The changes of singing technique, within opera, do not bother me as much as other people in this forum. I think Pavarotti did a lot for making opera a little more mainstream. I had fears opera will die away when I was little, and those fears have been put to rest at the time he was doing his big recitals, three tenors, singing at the sport stadions etc. Now those forgotten fears are back. Also, in my small country, the general quality of singing and singer selection improved in the generation after Peter Dvorský, because he was a little famous. I don't know, showbiznis is not always about the inherent eternal quality, but also about the perception of what is cool. Make opera cool somehow, more people will decide to be opera singers, and by a sheer statistical force, good voices will show up.
(I represent my opinion, not the one prevalent in this thread)


----------



## Woodduck (Mar 17, 2014)

Roger Knox said:


> That is more or less what I thought. We have two (and more) different practices in singing. People more knowledgeable than I can discuss the details. What we in North America need is a cultural stream that supports good opera singing. We don't have that now, it has been whittled away. If we are to have opera (and oratorio, orchestral song, classical sacred and secular music) we need to build up the type of singing that allows opera to survive and flourish. More later.


This makes me frown and sigh. I may have grown too pessimistic with age, but I can't help feeling that the world has simply moved on. Where it's moving _to,_ I tremble to think and can't make an intelligent guess, but I suspect it's inexorably away from a culture that nourishes the kind and quality of singing we hear now mainly by digging out our old records. 
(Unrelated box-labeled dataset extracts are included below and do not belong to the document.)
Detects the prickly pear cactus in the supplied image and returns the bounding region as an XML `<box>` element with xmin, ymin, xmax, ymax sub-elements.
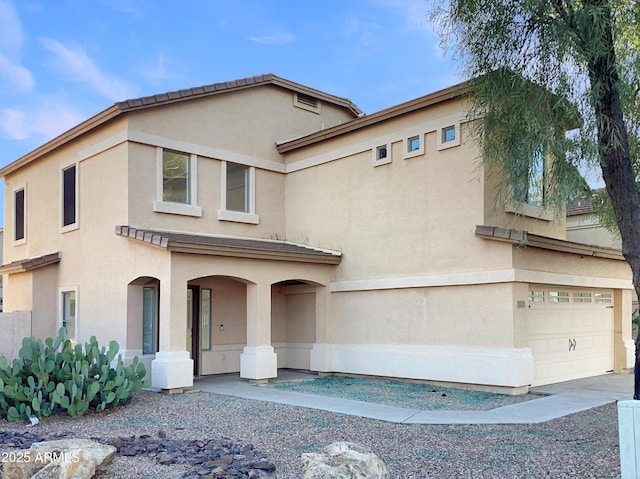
<box><xmin>0</xmin><ymin>328</ymin><xmax>148</xmax><ymax>421</ymax></box>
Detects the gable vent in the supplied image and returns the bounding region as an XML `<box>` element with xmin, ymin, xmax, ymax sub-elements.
<box><xmin>293</xmin><ymin>93</ymin><xmax>320</xmax><ymax>113</ymax></box>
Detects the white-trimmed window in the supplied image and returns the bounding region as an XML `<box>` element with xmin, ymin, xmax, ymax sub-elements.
<box><xmin>60</xmin><ymin>163</ymin><xmax>78</xmax><ymax>233</ymax></box>
<box><xmin>218</xmin><ymin>161</ymin><xmax>260</xmax><ymax>224</ymax></box>
<box><xmin>549</xmin><ymin>291</ymin><xmax>569</xmax><ymax>303</ymax></box>
<box><xmin>58</xmin><ymin>286</ymin><xmax>78</xmax><ymax>343</ymax></box>
<box><xmin>13</xmin><ymin>186</ymin><xmax>27</xmax><ymax>245</ymax></box>
<box><xmin>529</xmin><ymin>290</ymin><xmax>544</xmax><ymax>303</ymax></box>
<box><xmin>436</xmin><ymin>123</ymin><xmax>460</xmax><ymax>150</ymax></box>
<box><xmin>371</xmin><ymin>143</ymin><xmax>392</xmax><ymax>166</ymax></box>
<box><xmin>153</xmin><ymin>148</ymin><xmax>202</xmax><ymax>217</ymax></box>
<box><xmin>402</xmin><ymin>133</ymin><xmax>424</xmax><ymax>160</ymax></box>
<box><xmin>594</xmin><ymin>293</ymin><xmax>613</xmax><ymax>304</ymax></box>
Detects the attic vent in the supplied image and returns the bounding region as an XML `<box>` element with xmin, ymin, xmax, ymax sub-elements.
<box><xmin>293</xmin><ymin>93</ymin><xmax>320</xmax><ymax>113</ymax></box>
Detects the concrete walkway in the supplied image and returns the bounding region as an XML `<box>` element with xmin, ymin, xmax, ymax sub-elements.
<box><xmin>194</xmin><ymin>371</ymin><xmax>633</xmax><ymax>424</ymax></box>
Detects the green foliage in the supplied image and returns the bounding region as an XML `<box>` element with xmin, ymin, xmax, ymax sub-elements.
<box><xmin>0</xmin><ymin>328</ymin><xmax>147</xmax><ymax>421</ymax></box>
<box><xmin>432</xmin><ymin>0</ymin><xmax>640</xmax><ymax>231</ymax></box>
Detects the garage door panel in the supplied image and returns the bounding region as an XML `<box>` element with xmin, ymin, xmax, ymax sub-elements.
<box><xmin>526</xmin><ymin>287</ymin><xmax>614</xmax><ymax>386</ymax></box>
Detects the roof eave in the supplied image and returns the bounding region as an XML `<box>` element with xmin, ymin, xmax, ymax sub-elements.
<box><xmin>276</xmin><ymin>82</ymin><xmax>468</xmax><ymax>153</ymax></box>
<box><xmin>167</xmin><ymin>241</ymin><xmax>341</xmax><ymax>265</ymax></box>
<box><xmin>475</xmin><ymin>225</ymin><xmax>626</xmax><ymax>261</ymax></box>
<box><xmin>0</xmin><ymin>105</ymin><xmax>122</xmax><ymax>178</ymax></box>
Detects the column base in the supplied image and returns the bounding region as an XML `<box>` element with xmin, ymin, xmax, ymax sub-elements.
<box><xmin>240</xmin><ymin>346</ymin><xmax>278</xmax><ymax>380</ymax></box>
<box><xmin>151</xmin><ymin>351</ymin><xmax>193</xmax><ymax>392</ymax></box>
<box><xmin>309</xmin><ymin>343</ymin><xmax>332</xmax><ymax>372</ymax></box>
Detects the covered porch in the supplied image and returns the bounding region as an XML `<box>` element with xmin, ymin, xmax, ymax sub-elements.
<box><xmin>116</xmin><ymin>226</ymin><xmax>341</xmax><ymax>391</ymax></box>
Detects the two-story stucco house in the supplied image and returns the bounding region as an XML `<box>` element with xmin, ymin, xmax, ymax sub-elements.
<box><xmin>0</xmin><ymin>75</ymin><xmax>633</xmax><ymax>392</ymax></box>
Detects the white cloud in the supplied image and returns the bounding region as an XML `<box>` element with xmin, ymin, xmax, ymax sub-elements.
<box><xmin>249</xmin><ymin>32</ymin><xmax>295</xmax><ymax>45</ymax></box>
<box><xmin>142</xmin><ymin>54</ymin><xmax>173</xmax><ymax>81</ymax></box>
<box><xmin>0</xmin><ymin>101</ymin><xmax>84</xmax><ymax>141</ymax></box>
<box><xmin>0</xmin><ymin>0</ymin><xmax>24</xmax><ymax>54</ymax></box>
<box><xmin>41</xmin><ymin>38</ymin><xmax>136</xmax><ymax>101</ymax></box>
<box><xmin>0</xmin><ymin>53</ymin><xmax>34</xmax><ymax>92</ymax></box>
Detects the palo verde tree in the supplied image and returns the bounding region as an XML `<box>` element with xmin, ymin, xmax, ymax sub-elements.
<box><xmin>432</xmin><ymin>0</ymin><xmax>640</xmax><ymax>399</ymax></box>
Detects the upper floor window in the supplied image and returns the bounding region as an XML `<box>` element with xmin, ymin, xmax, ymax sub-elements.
<box><xmin>162</xmin><ymin>150</ymin><xmax>190</xmax><ymax>204</ymax></box>
<box><xmin>226</xmin><ymin>163</ymin><xmax>250</xmax><ymax>213</ymax></box>
<box><xmin>62</xmin><ymin>164</ymin><xmax>78</xmax><ymax>230</ymax></box>
<box><xmin>436</xmin><ymin>122</ymin><xmax>461</xmax><ymax>150</ymax></box>
<box><xmin>13</xmin><ymin>187</ymin><xmax>26</xmax><ymax>242</ymax></box>
<box><xmin>218</xmin><ymin>161</ymin><xmax>260</xmax><ymax>224</ymax></box>
<box><xmin>524</xmin><ymin>151</ymin><xmax>544</xmax><ymax>207</ymax></box>
<box><xmin>442</xmin><ymin>126</ymin><xmax>456</xmax><ymax>143</ymax></box>
<box><xmin>153</xmin><ymin>148</ymin><xmax>202</xmax><ymax>216</ymax></box>
<box><xmin>371</xmin><ymin>143</ymin><xmax>391</xmax><ymax>166</ymax></box>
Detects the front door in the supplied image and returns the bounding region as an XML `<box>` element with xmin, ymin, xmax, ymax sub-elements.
<box><xmin>187</xmin><ymin>286</ymin><xmax>200</xmax><ymax>376</ymax></box>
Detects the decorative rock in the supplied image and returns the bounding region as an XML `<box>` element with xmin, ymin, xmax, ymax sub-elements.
<box><xmin>302</xmin><ymin>442</ymin><xmax>389</xmax><ymax>479</ymax></box>
<box><xmin>0</xmin><ymin>431</ymin><xmax>276</xmax><ymax>479</ymax></box>
<box><xmin>2</xmin><ymin>439</ymin><xmax>116</xmax><ymax>479</ymax></box>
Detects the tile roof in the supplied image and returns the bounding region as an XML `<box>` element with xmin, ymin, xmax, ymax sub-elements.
<box><xmin>116</xmin><ymin>73</ymin><xmax>363</xmax><ymax>116</ymax></box>
<box><xmin>0</xmin><ymin>251</ymin><xmax>60</xmax><ymax>274</ymax></box>
<box><xmin>475</xmin><ymin>225</ymin><xmax>625</xmax><ymax>261</ymax></box>
<box><xmin>0</xmin><ymin>73</ymin><xmax>364</xmax><ymax>178</ymax></box>
<box><xmin>115</xmin><ymin>226</ymin><xmax>342</xmax><ymax>264</ymax></box>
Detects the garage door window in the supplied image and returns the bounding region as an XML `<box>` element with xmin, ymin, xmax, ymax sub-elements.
<box><xmin>529</xmin><ymin>290</ymin><xmax>544</xmax><ymax>303</ymax></box>
<box><xmin>595</xmin><ymin>293</ymin><xmax>613</xmax><ymax>304</ymax></box>
<box><xmin>549</xmin><ymin>291</ymin><xmax>569</xmax><ymax>303</ymax></box>
<box><xmin>573</xmin><ymin>293</ymin><xmax>591</xmax><ymax>303</ymax></box>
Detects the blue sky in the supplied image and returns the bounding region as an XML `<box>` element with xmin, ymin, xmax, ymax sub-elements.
<box><xmin>0</xmin><ymin>0</ymin><xmax>460</xmax><ymax>224</ymax></box>
<box><xmin>0</xmin><ymin>0</ymin><xmax>459</xmax><ymax>161</ymax></box>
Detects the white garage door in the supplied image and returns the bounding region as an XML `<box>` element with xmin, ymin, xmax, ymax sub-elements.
<box><xmin>526</xmin><ymin>285</ymin><xmax>614</xmax><ymax>386</ymax></box>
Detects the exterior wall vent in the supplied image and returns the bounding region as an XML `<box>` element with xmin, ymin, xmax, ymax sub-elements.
<box><xmin>293</xmin><ymin>93</ymin><xmax>320</xmax><ymax>113</ymax></box>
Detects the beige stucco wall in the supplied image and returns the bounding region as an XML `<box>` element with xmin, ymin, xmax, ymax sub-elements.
<box><xmin>567</xmin><ymin>213</ymin><xmax>622</xmax><ymax>249</ymax></box>
<box><xmin>127</xmin><ymin>143</ymin><xmax>285</xmax><ymax>239</ymax></box>
<box><xmin>286</xmin><ymin>100</ymin><xmax>510</xmax><ymax>280</ymax></box>
<box><xmin>129</xmin><ymin>85</ymin><xmax>353</xmax><ymax>163</ymax></box>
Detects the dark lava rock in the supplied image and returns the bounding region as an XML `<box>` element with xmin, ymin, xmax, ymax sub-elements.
<box><xmin>0</xmin><ymin>430</ymin><xmax>276</xmax><ymax>479</ymax></box>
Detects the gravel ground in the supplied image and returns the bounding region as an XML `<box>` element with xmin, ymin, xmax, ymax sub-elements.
<box><xmin>0</xmin><ymin>391</ymin><xmax>620</xmax><ymax>479</ymax></box>
<box><xmin>266</xmin><ymin>376</ymin><xmax>540</xmax><ymax>411</ymax></box>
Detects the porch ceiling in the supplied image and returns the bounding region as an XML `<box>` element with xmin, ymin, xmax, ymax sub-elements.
<box><xmin>116</xmin><ymin>226</ymin><xmax>342</xmax><ymax>264</ymax></box>
<box><xmin>0</xmin><ymin>251</ymin><xmax>60</xmax><ymax>274</ymax></box>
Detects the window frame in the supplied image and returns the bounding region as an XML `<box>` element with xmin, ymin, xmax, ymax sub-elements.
<box><xmin>371</xmin><ymin>143</ymin><xmax>393</xmax><ymax>166</ymax></box>
<box><xmin>218</xmin><ymin>160</ymin><xmax>260</xmax><ymax>225</ymax></box>
<box><xmin>436</xmin><ymin>122</ymin><xmax>461</xmax><ymax>150</ymax></box>
<box><xmin>60</xmin><ymin>162</ymin><xmax>80</xmax><ymax>233</ymax></box>
<box><xmin>153</xmin><ymin>146</ymin><xmax>202</xmax><ymax>217</ymax></box>
<box><xmin>58</xmin><ymin>286</ymin><xmax>80</xmax><ymax>344</ymax></box>
<box><xmin>12</xmin><ymin>183</ymin><xmax>27</xmax><ymax>245</ymax></box>
<box><xmin>402</xmin><ymin>132</ymin><xmax>425</xmax><ymax>160</ymax></box>
<box><xmin>521</xmin><ymin>151</ymin><xmax>547</xmax><ymax>209</ymax></box>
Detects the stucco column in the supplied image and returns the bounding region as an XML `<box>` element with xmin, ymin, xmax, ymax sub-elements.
<box><xmin>613</xmin><ymin>289</ymin><xmax>635</xmax><ymax>373</ymax></box>
<box><xmin>240</xmin><ymin>283</ymin><xmax>278</xmax><ymax>381</ymax></box>
<box><xmin>151</xmin><ymin>264</ymin><xmax>193</xmax><ymax>392</ymax></box>
<box><xmin>309</xmin><ymin>286</ymin><xmax>332</xmax><ymax>372</ymax></box>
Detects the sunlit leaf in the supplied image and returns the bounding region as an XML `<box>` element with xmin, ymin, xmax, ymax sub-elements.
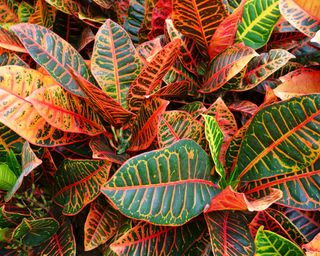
<box><xmin>102</xmin><ymin>140</ymin><xmax>218</xmax><ymax>225</ymax></box>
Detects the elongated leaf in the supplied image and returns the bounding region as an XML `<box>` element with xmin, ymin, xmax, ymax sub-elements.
<box><xmin>254</xmin><ymin>226</ymin><xmax>304</xmax><ymax>256</ymax></box>
<box><xmin>13</xmin><ymin>218</ymin><xmax>59</xmax><ymax>246</ymax></box>
<box><xmin>274</xmin><ymin>68</ymin><xmax>320</xmax><ymax>100</ymax></box>
<box><xmin>237</xmin><ymin>0</ymin><xmax>281</xmax><ymax>49</ymax></box>
<box><xmin>69</xmin><ymin>69</ymin><xmax>134</xmax><ymax>126</ymax></box>
<box><xmin>208</xmin><ymin>0</ymin><xmax>246</xmax><ymax>59</ymax></box>
<box><xmin>233</xmin><ymin>94</ymin><xmax>320</xmax><ymax>181</ymax></box>
<box><xmin>40</xmin><ymin>218</ymin><xmax>76</xmax><ymax>256</ymax></box>
<box><xmin>228</xmin><ymin>49</ymin><xmax>295</xmax><ymax>91</ymax></box>
<box><xmin>200</xmin><ymin>44</ymin><xmax>258</xmax><ymax>93</ymax></box>
<box><xmin>53</xmin><ymin>159</ymin><xmax>111</xmax><ymax>215</ymax></box>
<box><xmin>279</xmin><ymin>0</ymin><xmax>320</xmax><ymax>37</ymax></box>
<box><xmin>127</xmin><ymin>39</ymin><xmax>181</xmax><ymax>112</ymax></box>
<box><xmin>172</xmin><ymin>0</ymin><xmax>227</xmax><ymax>54</ymax></box>
<box><xmin>128</xmin><ymin>98</ymin><xmax>169</xmax><ymax>151</ymax></box>
<box><xmin>84</xmin><ymin>200</ymin><xmax>120</xmax><ymax>251</ymax></box>
<box><xmin>102</xmin><ymin>140</ymin><xmax>218</xmax><ymax>225</ymax></box>
<box><xmin>111</xmin><ymin>220</ymin><xmax>206</xmax><ymax>255</ymax></box>
<box><xmin>91</xmin><ymin>19</ymin><xmax>141</xmax><ymax>108</ymax></box>
<box><xmin>158</xmin><ymin>110</ymin><xmax>206</xmax><ymax>149</ymax></box>
<box><xmin>205</xmin><ymin>211</ymin><xmax>254</xmax><ymax>256</ymax></box>
<box><xmin>11</xmin><ymin>23</ymin><xmax>95</xmax><ymax>97</ymax></box>
<box><xmin>27</xmin><ymin>85</ymin><xmax>105</xmax><ymax>136</ymax></box>
<box><xmin>0</xmin><ymin>27</ymin><xmax>27</xmax><ymax>52</ymax></box>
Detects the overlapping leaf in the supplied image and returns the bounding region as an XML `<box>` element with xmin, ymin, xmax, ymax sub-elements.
<box><xmin>237</xmin><ymin>0</ymin><xmax>281</xmax><ymax>49</ymax></box>
<box><xmin>205</xmin><ymin>211</ymin><xmax>254</xmax><ymax>256</ymax></box>
<box><xmin>11</xmin><ymin>23</ymin><xmax>94</xmax><ymax>97</ymax></box>
<box><xmin>200</xmin><ymin>44</ymin><xmax>258</xmax><ymax>93</ymax></box>
<box><xmin>172</xmin><ymin>0</ymin><xmax>227</xmax><ymax>54</ymax></box>
<box><xmin>127</xmin><ymin>39</ymin><xmax>181</xmax><ymax>112</ymax></box>
<box><xmin>91</xmin><ymin>19</ymin><xmax>141</xmax><ymax>108</ymax></box>
<box><xmin>27</xmin><ymin>85</ymin><xmax>104</xmax><ymax>136</ymax></box>
<box><xmin>102</xmin><ymin>140</ymin><xmax>218</xmax><ymax>225</ymax></box>
<box><xmin>53</xmin><ymin>159</ymin><xmax>111</xmax><ymax>215</ymax></box>
<box><xmin>110</xmin><ymin>220</ymin><xmax>206</xmax><ymax>255</ymax></box>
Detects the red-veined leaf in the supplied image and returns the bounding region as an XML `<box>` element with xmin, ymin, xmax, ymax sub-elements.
<box><xmin>273</xmin><ymin>68</ymin><xmax>320</xmax><ymax>100</ymax></box>
<box><xmin>200</xmin><ymin>44</ymin><xmax>258</xmax><ymax>93</ymax></box>
<box><xmin>127</xmin><ymin>39</ymin><xmax>181</xmax><ymax>112</ymax></box>
<box><xmin>205</xmin><ymin>211</ymin><xmax>254</xmax><ymax>256</ymax></box>
<box><xmin>91</xmin><ymin>19</ymin><xmax>141</xmax><ymax>108</ymax></box>
<box><xmin>102</xmin><ymin>140</ymin><xmax>219</xmax><ymax>226</ymax></box>
<box><xmin>53</xmin><ymin>159</ymin><xmax>111</xmax><ymax>215</ymax></box>
<box><xmin>208</xmin><ymin>0</ymin><xmax>246</xmax><ymax>59</ymax></box>
<box><xmin>26</xmin><ymin>85</ymin><xmax>105</xmax><ymax>136</ymax></box>
<box><xmin>11</xmin><ymin>23</ymin><xmax>95</xmax><ymax>97</ymax></box>
<box><xmin>69</xmin><ymin>68</ymin><xmax>134</xmax><ymax>126</ymax></box>
<box><xmin>40</xmin><ymin>217</ymin><xmax>76</xmax><ymax>256</ymax></box>
<box><xmin>128</xmin><ymin>98</ymin><xmax>169</xmax><ymax>151</ymax></box>
<box><xmin>279</xmin><ymin>0</ymin><xmax>320</xmax><ymax>37</ymax></box>
<box><xmin>84</xmin><ymin>198</ymin><xmax>120</xmax><ymax>251</ymax></box>
<box><xmin>110</xmin><ymin>220</ymin><xmax>206</xmax><ymax>256</ymax></box>
<box><xmin>172</xmin><ymin>0</ymin><xmax>227</xmax><ymax>54</ymax></box>
<box><xmin>158</xmin><ymin>110</ymin><xmax>206</xmax><ymax>149</ymax></box>
<box><xmin>0</xmin><ymin>27</ymin><xmax>28</xmax><ymax>53</ymax></box>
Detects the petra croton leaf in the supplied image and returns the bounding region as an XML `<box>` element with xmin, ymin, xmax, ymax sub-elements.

Unlike previous eras, the 20th century created a great museum of world culture in which nothing is ever completely lost or forgotten, and in which many things from the past can be preserved or revived, more or less forever. But that isn't to say that they can be preserved intact. I'm always impressed, as I survey the recorded history of singing, with the changes, not only in technique but in style and sensibility, exhibited by vocal artists over the span of less than a century. But this shouldn't surprise us if we merely observe the immense changes in nearly every aspect of life which have occurred over the same period. Singing may seem to be a fairly basic sort of physical activity with right and wrong ways of doing things, but if we look around the world at the diverse ways in which people not only sing but speak, I think we'll realize that vocal production is strongly affected by culture and sensibility. _Singing_ a certain way entails _feeling_ a certain way, and the world feels much different now than it did in the days of Patti, Plançon, Caruso or even Callas. I don't know just how much this matters to the state of operatic singing, but I can't help thinking that it matters enough to make a full reclamation of the art unlikely. Nothing would delight me more than to be proven wrong.


----------



## Roger Knox (Jul 19, 2017)

Woodduck said:


> This makes me frown and sigh. I may have grown too pessimistic with age, but I can't help feeling that the world has simply moved on. Where it's moving _to,_ I tremble to think and can't make an intelligent guess, but I suspect it's inexorably away from a culture that nourishes the kind and quality of singing we hear now mainly by digging out our old records....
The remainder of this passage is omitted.